A Markov property for multicomponent Euclidean covariant Gaussian generalized stochastic fields

• Main Author: Exhaguere, Godwin Osakpemwoya Samuel
• Published: Royal Holloway, University of London 1975
• Subjects: 519; Mathematics
• Online Access: http://ethos.bl.uk/OrderDetails.do?uin=uk.bl.ethos.454502

In Chapter 1 to Section 2.3, pertinent probabilistic concepts, as well as notions of Markov property, are briefly discussed. Section 2.4 is an account of the theory of boundary value problems for elliptic systems of linear partial differential operators of arbitrary orders. Particular attention is paid to the solution of the Dirichlet problem for such a system because it intervenes in the analysis of Chapter 4. In Chapter 3, a spectral representation (THEOREM (3.2.13)) is provided for an arbitrary Euclidean covariant (see (3.2.11)) multicomponent generalized stochastic field. This result, obtained group-theoretically, is then applied to the special case of a three component generalized stochastic field (see (3.2.25)), also needed in Chapter 4. In Section 4.1, Wong's notion of Markov property is formulated. The rest of Chapter 4 is then concerned with the complete characterization of the class of all three dimensional Euclidean covariant Gaussian generalized stochastic fields which are Markov in the sense of Wong. It is also shown here that some of the latter are not also Markov in the sense of Nelson. Readers familiar with the work of Wong [94] will readily recognize the various results of Chapter 4 as extensions of those of Wong. In Chapter 5, Wong's notion of Markov property is given abstract formulation (THEOREM (5.2)). Then it is demonstrated that, like Nelson's notion of Markov property, Wong's notion of Markov property is implied by the so-called pre-Markov property.
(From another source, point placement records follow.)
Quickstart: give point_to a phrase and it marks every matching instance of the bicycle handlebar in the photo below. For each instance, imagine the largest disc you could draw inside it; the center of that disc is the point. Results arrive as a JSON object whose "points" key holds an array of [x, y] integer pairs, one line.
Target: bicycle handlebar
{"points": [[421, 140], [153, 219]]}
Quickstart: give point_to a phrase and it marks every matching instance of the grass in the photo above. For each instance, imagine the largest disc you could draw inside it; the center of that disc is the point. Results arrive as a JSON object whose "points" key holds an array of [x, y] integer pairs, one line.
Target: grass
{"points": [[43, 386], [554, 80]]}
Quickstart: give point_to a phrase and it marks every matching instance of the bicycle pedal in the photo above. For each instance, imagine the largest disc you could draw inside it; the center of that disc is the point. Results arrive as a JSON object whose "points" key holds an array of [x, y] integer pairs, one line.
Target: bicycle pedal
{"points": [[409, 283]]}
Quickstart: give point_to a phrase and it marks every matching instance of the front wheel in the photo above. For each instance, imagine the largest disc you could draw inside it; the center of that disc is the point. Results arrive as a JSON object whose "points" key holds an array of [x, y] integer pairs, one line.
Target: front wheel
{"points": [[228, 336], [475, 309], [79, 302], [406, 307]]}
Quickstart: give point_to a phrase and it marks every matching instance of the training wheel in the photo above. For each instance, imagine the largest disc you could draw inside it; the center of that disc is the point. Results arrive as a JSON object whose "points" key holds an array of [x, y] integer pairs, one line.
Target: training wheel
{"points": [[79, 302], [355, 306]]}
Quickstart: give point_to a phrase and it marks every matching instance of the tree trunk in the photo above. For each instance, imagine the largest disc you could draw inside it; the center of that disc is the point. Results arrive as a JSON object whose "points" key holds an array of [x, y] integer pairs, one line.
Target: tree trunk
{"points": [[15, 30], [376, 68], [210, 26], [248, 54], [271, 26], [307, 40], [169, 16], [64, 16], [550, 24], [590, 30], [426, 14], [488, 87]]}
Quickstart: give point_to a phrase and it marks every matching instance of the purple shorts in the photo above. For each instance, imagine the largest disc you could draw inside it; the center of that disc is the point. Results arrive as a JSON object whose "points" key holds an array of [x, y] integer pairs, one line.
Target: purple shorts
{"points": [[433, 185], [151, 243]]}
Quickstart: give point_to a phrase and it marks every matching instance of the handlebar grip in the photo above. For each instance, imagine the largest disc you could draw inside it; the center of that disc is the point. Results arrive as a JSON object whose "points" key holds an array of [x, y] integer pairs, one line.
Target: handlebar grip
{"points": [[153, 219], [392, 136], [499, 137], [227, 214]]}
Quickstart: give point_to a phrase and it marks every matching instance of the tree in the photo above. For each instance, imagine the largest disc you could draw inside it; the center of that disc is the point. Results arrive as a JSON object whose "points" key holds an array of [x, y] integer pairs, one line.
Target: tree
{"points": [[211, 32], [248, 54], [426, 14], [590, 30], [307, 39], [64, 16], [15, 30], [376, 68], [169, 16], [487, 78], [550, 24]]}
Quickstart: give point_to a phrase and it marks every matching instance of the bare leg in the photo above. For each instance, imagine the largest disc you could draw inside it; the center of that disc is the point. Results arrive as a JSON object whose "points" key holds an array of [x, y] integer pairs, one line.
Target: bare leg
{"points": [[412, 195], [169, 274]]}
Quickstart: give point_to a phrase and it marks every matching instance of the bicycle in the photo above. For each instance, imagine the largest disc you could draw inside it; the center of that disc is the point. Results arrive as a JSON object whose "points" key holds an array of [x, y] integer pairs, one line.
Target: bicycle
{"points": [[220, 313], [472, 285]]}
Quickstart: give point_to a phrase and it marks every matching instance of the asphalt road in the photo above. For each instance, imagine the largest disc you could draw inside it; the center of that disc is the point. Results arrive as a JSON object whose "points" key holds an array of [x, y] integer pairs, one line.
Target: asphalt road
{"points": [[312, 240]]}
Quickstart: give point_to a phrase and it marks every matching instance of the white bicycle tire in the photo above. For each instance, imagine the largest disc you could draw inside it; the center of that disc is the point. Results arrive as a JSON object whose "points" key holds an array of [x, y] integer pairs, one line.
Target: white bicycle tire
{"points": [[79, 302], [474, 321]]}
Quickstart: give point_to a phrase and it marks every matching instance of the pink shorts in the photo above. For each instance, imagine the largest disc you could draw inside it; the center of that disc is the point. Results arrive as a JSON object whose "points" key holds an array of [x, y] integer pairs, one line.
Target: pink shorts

In Chapter 6, ways of extending the investigations of Chapter 4 to arbitrary multicomponent Euclidean covariant Gaussian generalized stochastic fields are indicated. It is then observed that the required extensions present no new problems or difficulties. Finally, Wong's notion of Markov property is formulated much more generally and sufficient conditions (THEOREM (6.2.1)) for Markovicity in this extended formulation are furnished. These indicate that quite a large class of mathematically and physically interesting multicomponent Gaussian generalized stochastic fields are Markov in the sense of Wong.